A heartbeat is a basic bodily function familiar to every living person; the sounds of “lubb dubb”
and subtle thumps in our chests are essential to the maintenance of life. A cardiac cycle lasts from the
beginning of one heartbeat to the beginning of the next, consisting of the complete contraction (systole)
and relaxation (diastole) of the heart muscle. Electrical impulses generated by region of specialized
cardiac tissue control the heart contraction and rate, and thus regulates the actual heart “beat”. These
signals travel across the heart chambers via an electrical conductance pathway that is closely followed
by mechanical systole, in which the heart muscle physically contracts. Contraction is responsible for the
directional flow of blood throughout the organ itself and throughout the rest of the body’s circulatory
system. As with other physiological systems, the hearts beats because a signal causes a mechanical
response, and thus, a biological function. This document will provide introductory information
describing the anatomy of the human heart, the physiological mechanisms by which it works, and the
role it plays in the cardiovascular system.

Anatomy of the Heart

Understanding the structure of the heart is fundamental to the understanding of its function.

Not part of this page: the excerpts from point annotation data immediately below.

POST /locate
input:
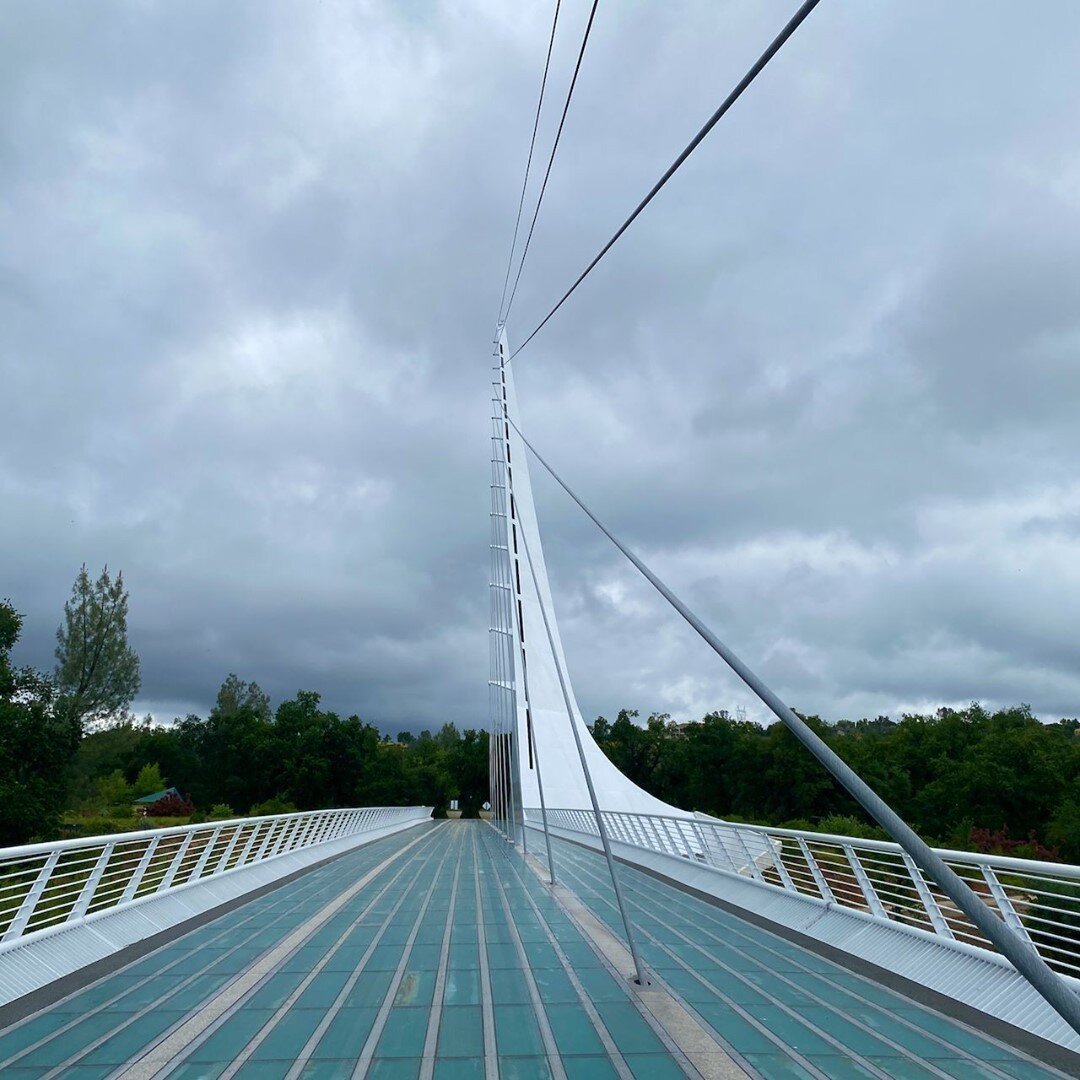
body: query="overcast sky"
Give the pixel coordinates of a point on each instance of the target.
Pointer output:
(250, 262)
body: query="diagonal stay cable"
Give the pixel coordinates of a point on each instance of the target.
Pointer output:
(774, 48)
(1016, 949)
(551, 160)
(528, 163)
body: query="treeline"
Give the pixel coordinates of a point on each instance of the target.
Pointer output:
(996, 781)
(247, 758)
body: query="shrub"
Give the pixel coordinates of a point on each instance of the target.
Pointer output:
(846, 825)
(999, 842)
(278, 805)
(171, 806)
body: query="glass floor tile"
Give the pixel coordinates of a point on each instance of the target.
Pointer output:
(455, 948)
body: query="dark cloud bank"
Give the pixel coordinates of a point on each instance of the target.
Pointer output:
(251, 256)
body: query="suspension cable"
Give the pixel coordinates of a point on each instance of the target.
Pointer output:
(551, 160)
(528, 163)
(1016, 949)
(774, 48)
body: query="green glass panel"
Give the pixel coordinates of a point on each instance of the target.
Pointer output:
(516, 1031)
(347, 1034)
(653, 1066)
(394, 1068)
(461, 987)
(779, 1066)
(369, 989)
(460, 1031)
(524, 1068)
(629, 1030)
(590, 1068)
(574, 1030)
(404, 1034)
(291, 1033)
(460, 1068)
(509, 986)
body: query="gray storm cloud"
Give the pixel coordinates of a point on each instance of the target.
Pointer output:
(250, 262)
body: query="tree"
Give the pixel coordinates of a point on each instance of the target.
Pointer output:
(148, 782)
(96, 671)
(37, 745)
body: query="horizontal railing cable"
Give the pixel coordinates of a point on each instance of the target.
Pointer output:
(551, 159)
(774, 48)
(48, 886)
(1004, 937)
(528, 162)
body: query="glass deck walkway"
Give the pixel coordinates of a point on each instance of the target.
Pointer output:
(437, 953)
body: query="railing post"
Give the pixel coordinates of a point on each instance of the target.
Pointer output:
(29, 902)
(755, 871)
(86, 893)
(1004, 904)
(287, 828)
(246, 850)
(174, 866)
(229, 848)
(823, 888)
(929, 901)
(778, 862)
(144, 864)
(271, 826)
(864, 883)
(204, 855)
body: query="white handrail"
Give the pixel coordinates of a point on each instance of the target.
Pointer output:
(45, 886)
(876, 878)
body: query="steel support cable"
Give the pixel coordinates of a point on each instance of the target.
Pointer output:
(551, 159)
(528, 163)
(1022, 955)
(774, 48)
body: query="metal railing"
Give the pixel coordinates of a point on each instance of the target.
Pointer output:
(1040, 901)
(44, 886)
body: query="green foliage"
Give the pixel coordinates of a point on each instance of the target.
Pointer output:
(37, 745)
(113, 792)
(270, 807)
(947, 773)
(97, 673)
(148, 781)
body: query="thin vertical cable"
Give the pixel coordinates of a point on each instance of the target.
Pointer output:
(528, 163)
(551, 160)
(623, 910)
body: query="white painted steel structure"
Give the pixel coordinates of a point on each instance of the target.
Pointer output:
(518, 642)
(1040, 901)
(872, 882)
(67, 904)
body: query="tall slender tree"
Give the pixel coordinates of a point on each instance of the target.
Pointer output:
(37, 745)
(97, 672)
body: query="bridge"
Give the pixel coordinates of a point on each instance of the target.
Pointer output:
(422, 948)
(585, 930)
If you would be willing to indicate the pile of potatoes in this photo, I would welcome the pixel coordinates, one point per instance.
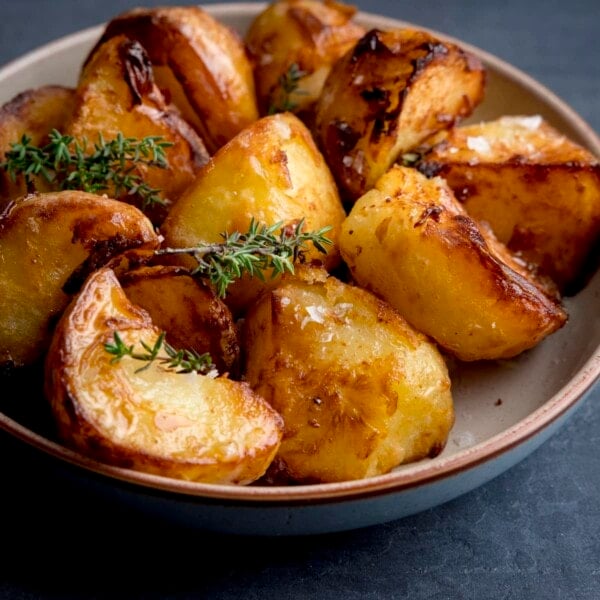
(447, 241)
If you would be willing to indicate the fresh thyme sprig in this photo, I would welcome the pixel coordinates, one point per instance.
(180, 361)
(259, 249)
(287, 85)
(66, 162)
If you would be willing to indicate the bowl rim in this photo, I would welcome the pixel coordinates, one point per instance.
(410, 476)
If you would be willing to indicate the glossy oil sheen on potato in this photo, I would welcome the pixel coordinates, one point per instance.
(116, 94)
(201, 62)
(34, 113)
(359, 390)
(385, 96)
(43, 239)
(310, 34)
(411, 242)
(271, 172)
(538, 190)
(189, 311)
(187, 426)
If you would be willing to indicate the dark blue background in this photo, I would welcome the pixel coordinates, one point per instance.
(532, 533)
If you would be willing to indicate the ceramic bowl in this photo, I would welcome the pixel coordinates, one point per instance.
(504, 410)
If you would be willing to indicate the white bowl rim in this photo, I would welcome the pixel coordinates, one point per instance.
(410, 476)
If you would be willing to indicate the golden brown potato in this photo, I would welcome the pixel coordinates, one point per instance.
(385, 96)
(189, 426)
(117, 94)
(187, 310)
(309, 34)
(538, 190)
(411, 242)
(359, 390)
(199, 62)
(35, 113)
(43, 239)
(272, 172)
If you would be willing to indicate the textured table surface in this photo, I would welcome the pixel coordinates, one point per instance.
(532, 533)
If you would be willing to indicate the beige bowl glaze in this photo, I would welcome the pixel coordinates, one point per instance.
(538, 391)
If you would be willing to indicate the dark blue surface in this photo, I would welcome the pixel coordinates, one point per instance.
(532, 533)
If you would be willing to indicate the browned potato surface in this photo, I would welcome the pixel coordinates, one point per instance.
(187, 310)
(272, 172)
(538, 190)
(35, 113)
(385, 96)
(411, 242)
(309, 34)
(359, 390)
(187, 426)
(199, 62)
(117, 94)
(43, 239)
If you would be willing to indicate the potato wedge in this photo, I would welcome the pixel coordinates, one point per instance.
(188, 426)
(385, 96)
(359, 390)
(309, 34)
(272, 172)
(117, 94)
(538, 190)
(43, 239)
(199, 62)
(187, 310)
(411, 242)
(34, 113)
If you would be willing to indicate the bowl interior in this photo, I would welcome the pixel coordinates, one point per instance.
(498, 403)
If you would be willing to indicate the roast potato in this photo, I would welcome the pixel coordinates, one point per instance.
(271, 172)
(411, 242)
(35, 113)
(308, 35)
(43, 239)
(188, 426)
(199, 62)
(538, 190)
(187, 310)
(116, 94)
(360, 391)
(385, 96)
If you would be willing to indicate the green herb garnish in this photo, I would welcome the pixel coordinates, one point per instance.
(107, 166)
(259, 249)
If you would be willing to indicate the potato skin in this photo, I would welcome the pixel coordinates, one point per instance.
(409, 241)
(201, 62)
(35, 113)
(186, 426)
(189, 311)
(43, 239)
(311, 34)
(116, 93)
(537, 190)
(359, 390)
(272, 172)
(385, 96)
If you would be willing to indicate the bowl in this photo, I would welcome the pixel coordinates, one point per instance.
(504, 409)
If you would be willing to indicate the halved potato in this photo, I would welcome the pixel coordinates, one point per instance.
(270, 172)
(309, 34)
(360, 391)
(411, 242)
(35, 113)
(187, 310)
(116, 94)
(538, 190)
(187, 426)
(199, 62)
(385, 96)
(43, 239)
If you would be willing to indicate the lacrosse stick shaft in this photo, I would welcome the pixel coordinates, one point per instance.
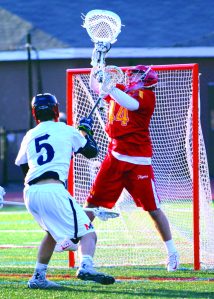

A
human heart is divided into four chambers; the superior chambers are the left and right atria and the
inferior chambers are the left and right ventricles, as seen in Figure 1. The atria are the receiving
chambers, while the ventricles are the discharging chambers. The right and left sides of the heart are
divided by a muscular wall called the septum. The right side of the heart carries deoxygenated blood
received from body and pumps it to the lungs, where it becomes oxygenated. From there, the newly
oxygenated blood goes to the left side of the heart, from where it is pumped to the rest of the body.
The blood flow pathway is maintained due to a unidirectional valve system that regulates the passage of
blood from one chamber to the next. Shown in Figure 1 are the two sets of heart valves. The atria and
ventricles are separated by atrioventricular valves that only allow blood to travel from the atria into the
ventricles. Similarly, the semilunar valves in the ventricles only permit blood to pass from the ventricle
into major artery of the connected circulation system.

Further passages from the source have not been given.